Senior Amy Kim has been donating to Carolina Performing Arts since her sophomore year, drawn in not only by the prestigious performers but the low student ticket prices.
“Carolina Performing Arts really values student participation in their shows,” Kim said. “They’re making it cheap, affordable.”
She has so far given $70 over two years, and plans to give another $35 before graduating.
“It’s like a thank you note,” she said.
Kim said that giving the $35 donation as a student wasn’t an overwhelming commitment.
“$35 is a couple of dinners,” she said. “I think a good show like that, appreciating shows like that, is worth a lot more than a couple dinners at Bandido’s.”
Fernando Chague, a fifth-year Ph.D candidate at UNC, said his small contribution — he has given one $35 donation — is his way of giving back.
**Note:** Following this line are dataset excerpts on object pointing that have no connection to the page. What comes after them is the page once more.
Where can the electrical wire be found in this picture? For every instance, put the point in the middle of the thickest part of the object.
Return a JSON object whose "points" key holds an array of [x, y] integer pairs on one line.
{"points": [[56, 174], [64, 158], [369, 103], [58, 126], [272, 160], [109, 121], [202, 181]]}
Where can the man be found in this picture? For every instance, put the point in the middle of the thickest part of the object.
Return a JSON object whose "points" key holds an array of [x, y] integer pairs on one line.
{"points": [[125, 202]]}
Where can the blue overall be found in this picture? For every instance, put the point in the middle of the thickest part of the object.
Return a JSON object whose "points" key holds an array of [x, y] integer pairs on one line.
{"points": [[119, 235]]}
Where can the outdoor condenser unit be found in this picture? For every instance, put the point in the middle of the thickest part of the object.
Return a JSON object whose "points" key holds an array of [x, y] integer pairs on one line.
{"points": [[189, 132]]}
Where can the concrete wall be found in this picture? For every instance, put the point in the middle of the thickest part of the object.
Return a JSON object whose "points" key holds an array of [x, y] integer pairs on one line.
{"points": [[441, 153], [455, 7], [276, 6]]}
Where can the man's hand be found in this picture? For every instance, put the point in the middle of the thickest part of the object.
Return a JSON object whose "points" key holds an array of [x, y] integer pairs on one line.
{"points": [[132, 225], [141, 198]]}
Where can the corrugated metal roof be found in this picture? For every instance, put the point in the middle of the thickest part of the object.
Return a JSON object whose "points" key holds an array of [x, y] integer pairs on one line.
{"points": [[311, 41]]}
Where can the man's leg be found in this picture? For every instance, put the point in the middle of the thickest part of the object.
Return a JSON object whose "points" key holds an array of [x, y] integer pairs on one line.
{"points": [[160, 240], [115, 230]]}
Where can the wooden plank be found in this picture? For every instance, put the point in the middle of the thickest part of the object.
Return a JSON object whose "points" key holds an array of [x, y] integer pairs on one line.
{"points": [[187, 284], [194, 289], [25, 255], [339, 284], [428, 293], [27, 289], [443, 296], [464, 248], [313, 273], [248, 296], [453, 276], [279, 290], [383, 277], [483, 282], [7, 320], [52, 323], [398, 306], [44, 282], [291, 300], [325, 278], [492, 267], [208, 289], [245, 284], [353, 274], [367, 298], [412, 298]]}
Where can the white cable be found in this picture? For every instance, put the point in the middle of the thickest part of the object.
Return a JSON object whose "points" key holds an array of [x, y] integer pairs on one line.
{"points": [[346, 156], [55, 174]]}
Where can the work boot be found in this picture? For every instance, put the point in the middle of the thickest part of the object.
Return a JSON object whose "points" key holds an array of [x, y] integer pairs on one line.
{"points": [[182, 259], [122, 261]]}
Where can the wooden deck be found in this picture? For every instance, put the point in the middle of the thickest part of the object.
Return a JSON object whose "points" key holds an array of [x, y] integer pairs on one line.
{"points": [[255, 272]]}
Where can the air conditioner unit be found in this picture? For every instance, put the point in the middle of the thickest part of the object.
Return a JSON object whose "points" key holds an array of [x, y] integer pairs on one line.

“It’s not contributing so much, but I think I owe them,” he said.
Senior Katey Mote, a house manager at Memorial Hall, said Carolina Performing Arts has been an important part of her college career, and that she wants to make sure it sticks around for future students. She gave her first $35 donation this year, prompted by the budget cuts.
“It’s not a lot, $35, but it makes a statement,” Mote said. “That students are willing to give some of what they’re making.”
PlayMakers is the only organization of the three without a specified student giving program.
Their lowest giving level of $25 is accessible to but not specifically targeted at students, said Heidi Reklis, general manager of the company.
She said the company sees student volunteers and work-study participants become involved and give their time rather than money.
Reklis said PlayMakers tries to keep students on a large project rather than everyday operations.
“One of my favorite things about my job is interacting with the students,” Reklis said. “To see them develop a love for the arts is always really interesting and kind of great.”
PlayMakers received $800,000, or 32 percent of its annual operating budget, from philanthropic gifts and $700,000 from the University this year.
Reklis said the support has recently begun to fall more heavily on the arts community as corporations and grant foundations have found themselves in similar monetary shortfalls.
“There are more people seeking fewer dollars,” she said.
She also said that associate drama department chairman Jeff Cornell is in the process of creating a student advisory board structured similarly to their existing advisory board. Targeted at undergraduates, the board would look at how the company can cultivate a donor base among students.
Beyond giving money, visible student support can influence others to contribute, Poulimenos said.
“We’re lucky that we have a museum at the university,” she said. “If we can bring attention to it in any way, that’s a benefit.”